Some things never change. One of the unshakable axioms of the Catholic church is that bishops who toe the line get promoted. This morning, the Vatican presented American Catholics with exhibit A when it announced that New York archbishop and United States Conference of Catholic Bishops president Timothy Dolan will be elevated to the rank of cardinal by Pope Benedict XVI next month.
Considering that the New York archdiocese is widely regarded as the spiritual heart of the Catholic church in America and that eight out of New York’s ten archbishops have been named cardinals, it was only a matter of time before Dolan got the red hat. Still, given the great deal of respect Dolan’s peers have for the archbishop, the visibility of his current office, and the fact that his charm and media savvy have made him the de facto face of the American Catholic church, many people were surprised that it took Rome this long to move on his promotion.
I find it particularly telling that Benedict only created Dolan a cardinal after he made the fight against marriage equality a top priority of both his episcopate and the USCCB. In New York, Dolan spearheaded the opposition to the state’s marriage equality law. While the bill was being debated, Archbishop Dolan frantically worked to torpedo it, saying that allowing loving and committed same-sex couples the freedom to marry would turn the State of New York into a communist dictatorship. He called marriage equality “perilous,” “detrimental for the common good,” and a “violation of what we consider natural law that’s embedded in every man and woman.” He railed against same-sex marriage in a series of blog posts, characterizing it as “Orwellian social engineering.” In the same post, he compared marriage equality to polygamy, and went further in an interview on 60 Minutes in March, saying “I love my mom. I don’t have the right to marry her.”

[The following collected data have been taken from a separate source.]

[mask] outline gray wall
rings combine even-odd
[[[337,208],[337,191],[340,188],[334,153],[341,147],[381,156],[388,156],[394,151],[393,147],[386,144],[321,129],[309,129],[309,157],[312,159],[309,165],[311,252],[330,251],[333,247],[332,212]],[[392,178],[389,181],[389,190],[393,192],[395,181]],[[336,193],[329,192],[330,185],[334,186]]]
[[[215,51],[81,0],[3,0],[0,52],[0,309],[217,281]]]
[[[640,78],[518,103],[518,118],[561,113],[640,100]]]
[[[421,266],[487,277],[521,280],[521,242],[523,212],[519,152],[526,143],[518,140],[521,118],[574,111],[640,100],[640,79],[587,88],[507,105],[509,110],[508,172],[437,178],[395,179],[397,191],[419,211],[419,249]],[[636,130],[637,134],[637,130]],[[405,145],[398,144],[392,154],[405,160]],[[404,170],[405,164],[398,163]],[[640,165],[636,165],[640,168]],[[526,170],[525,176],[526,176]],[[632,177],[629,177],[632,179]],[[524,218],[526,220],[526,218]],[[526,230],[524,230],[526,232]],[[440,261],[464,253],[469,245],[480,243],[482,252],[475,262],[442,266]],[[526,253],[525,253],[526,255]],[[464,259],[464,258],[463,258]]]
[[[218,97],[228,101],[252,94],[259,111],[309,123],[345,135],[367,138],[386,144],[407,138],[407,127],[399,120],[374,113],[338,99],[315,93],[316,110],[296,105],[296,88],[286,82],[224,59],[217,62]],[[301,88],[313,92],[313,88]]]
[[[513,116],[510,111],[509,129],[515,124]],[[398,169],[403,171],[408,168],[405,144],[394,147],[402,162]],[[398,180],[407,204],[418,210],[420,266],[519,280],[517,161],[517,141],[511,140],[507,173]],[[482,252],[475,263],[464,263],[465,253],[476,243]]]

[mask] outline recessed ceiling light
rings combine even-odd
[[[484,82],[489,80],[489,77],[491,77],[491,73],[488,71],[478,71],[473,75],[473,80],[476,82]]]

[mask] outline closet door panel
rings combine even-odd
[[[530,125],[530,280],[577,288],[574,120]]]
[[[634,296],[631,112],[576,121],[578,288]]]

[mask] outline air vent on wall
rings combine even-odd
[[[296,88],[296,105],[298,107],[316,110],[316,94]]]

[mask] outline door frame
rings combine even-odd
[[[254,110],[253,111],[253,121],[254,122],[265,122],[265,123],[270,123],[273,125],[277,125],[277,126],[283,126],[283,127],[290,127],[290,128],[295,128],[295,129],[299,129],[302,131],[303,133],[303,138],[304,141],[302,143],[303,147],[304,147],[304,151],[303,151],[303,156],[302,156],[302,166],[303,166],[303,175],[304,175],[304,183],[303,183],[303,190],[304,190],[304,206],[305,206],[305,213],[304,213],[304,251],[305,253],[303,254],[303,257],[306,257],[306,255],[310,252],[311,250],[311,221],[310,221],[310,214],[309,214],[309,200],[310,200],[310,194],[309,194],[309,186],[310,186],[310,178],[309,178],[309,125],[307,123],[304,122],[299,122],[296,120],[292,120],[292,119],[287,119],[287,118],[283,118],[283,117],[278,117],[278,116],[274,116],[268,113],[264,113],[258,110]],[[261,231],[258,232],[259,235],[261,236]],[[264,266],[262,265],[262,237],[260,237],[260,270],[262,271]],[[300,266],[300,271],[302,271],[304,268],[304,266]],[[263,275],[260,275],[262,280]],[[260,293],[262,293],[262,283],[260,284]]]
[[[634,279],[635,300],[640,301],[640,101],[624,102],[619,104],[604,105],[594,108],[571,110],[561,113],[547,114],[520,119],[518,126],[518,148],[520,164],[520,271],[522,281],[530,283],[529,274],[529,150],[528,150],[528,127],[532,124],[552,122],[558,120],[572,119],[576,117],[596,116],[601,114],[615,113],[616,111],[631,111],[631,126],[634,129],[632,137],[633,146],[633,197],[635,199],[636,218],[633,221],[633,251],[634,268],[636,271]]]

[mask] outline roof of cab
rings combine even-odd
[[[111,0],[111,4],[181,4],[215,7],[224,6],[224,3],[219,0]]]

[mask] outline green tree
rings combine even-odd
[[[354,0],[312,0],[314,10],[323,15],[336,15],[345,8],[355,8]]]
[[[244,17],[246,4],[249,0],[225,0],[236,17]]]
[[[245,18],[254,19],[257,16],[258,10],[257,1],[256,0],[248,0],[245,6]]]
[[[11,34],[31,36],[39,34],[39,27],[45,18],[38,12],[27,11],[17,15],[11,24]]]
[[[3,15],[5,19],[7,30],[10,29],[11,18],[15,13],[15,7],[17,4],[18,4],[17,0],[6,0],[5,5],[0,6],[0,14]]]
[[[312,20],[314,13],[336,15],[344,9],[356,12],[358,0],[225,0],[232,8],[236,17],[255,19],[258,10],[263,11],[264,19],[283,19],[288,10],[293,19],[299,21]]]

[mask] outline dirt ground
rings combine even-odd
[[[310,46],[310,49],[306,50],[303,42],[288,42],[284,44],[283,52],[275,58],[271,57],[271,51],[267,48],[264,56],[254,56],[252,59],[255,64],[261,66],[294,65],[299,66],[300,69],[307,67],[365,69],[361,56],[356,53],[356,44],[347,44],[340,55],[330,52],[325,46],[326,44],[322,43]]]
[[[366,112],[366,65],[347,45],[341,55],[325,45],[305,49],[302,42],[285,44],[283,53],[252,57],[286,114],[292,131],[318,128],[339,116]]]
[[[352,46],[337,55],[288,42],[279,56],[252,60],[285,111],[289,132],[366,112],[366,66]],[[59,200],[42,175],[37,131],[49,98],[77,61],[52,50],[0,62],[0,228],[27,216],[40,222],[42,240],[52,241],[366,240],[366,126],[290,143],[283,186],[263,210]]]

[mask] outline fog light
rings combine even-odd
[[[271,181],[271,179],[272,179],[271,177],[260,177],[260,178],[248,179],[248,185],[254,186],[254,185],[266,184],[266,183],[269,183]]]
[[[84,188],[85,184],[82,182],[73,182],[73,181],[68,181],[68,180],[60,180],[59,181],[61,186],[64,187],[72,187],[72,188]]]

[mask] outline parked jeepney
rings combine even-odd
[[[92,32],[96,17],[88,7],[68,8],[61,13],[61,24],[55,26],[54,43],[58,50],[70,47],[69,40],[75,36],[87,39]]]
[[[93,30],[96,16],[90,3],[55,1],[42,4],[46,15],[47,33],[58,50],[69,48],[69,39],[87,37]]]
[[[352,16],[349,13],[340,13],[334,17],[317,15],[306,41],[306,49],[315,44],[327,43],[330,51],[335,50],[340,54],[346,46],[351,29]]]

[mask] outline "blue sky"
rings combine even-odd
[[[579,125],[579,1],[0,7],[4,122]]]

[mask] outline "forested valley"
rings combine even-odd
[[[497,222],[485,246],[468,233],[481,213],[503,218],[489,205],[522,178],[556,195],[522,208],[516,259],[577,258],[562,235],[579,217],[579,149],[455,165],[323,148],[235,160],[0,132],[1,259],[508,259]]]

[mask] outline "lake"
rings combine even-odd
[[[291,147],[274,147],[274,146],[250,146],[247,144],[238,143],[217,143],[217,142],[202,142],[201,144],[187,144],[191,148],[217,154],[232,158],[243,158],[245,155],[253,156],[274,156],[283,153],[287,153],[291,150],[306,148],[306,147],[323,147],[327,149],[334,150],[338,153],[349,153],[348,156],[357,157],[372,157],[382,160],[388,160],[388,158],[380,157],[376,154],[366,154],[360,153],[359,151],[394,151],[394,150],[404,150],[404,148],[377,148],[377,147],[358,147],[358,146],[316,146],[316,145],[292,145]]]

Dolan’s anti-gay rhetoric didn’t stop after the law passed. He whined that he had been tricked by the politicians who cast their votes for fairness and lied that Catholic churches in his diocese were being threatened with lawsuits intended to force them to perform same-sex weddings, despite the fact that the law explicitly prohibited such suits. And he doubled down on his rhetoric about the “threat” to marriage posed by loving same-sex couples, comparing their marriages to “polygamy, adultery, and forced marriages.”
The United States Conference of Catholic Bishops has taken a similarly aggressive tack under Dolan’s leadership, forming a so-called subcommittee “for the Promotion and Defense of Marriage” dedicated to opposing equal marriage rights. This group is so extreme that its Policy Advisor for Marriage and Family, Daniel Avila, was forced to resign late last year after publishing an inflammatory column in which he stated that homosexuality is caused by Satan.
Apparently, engaging in consistent spiritual abuse of LGBT people so endeared him to Catholic leaders in Rome that they gave him a promotion. The worst part? All cardinals under the age of 80 are eligible to vote in a papal conclave (election). Benedict XVI is in failing health, and Dolan’s young age (at 61, he’s a veritable spring chicken among his fellow cardinals, whose average age in 2010 was 78) ensures that he’ll be able to help vote another anti-gay pope into office after the current one dies, and is likely to be able to repeat the feat at least once more. And the cycle of institutional homophobia in the Catholic church continues.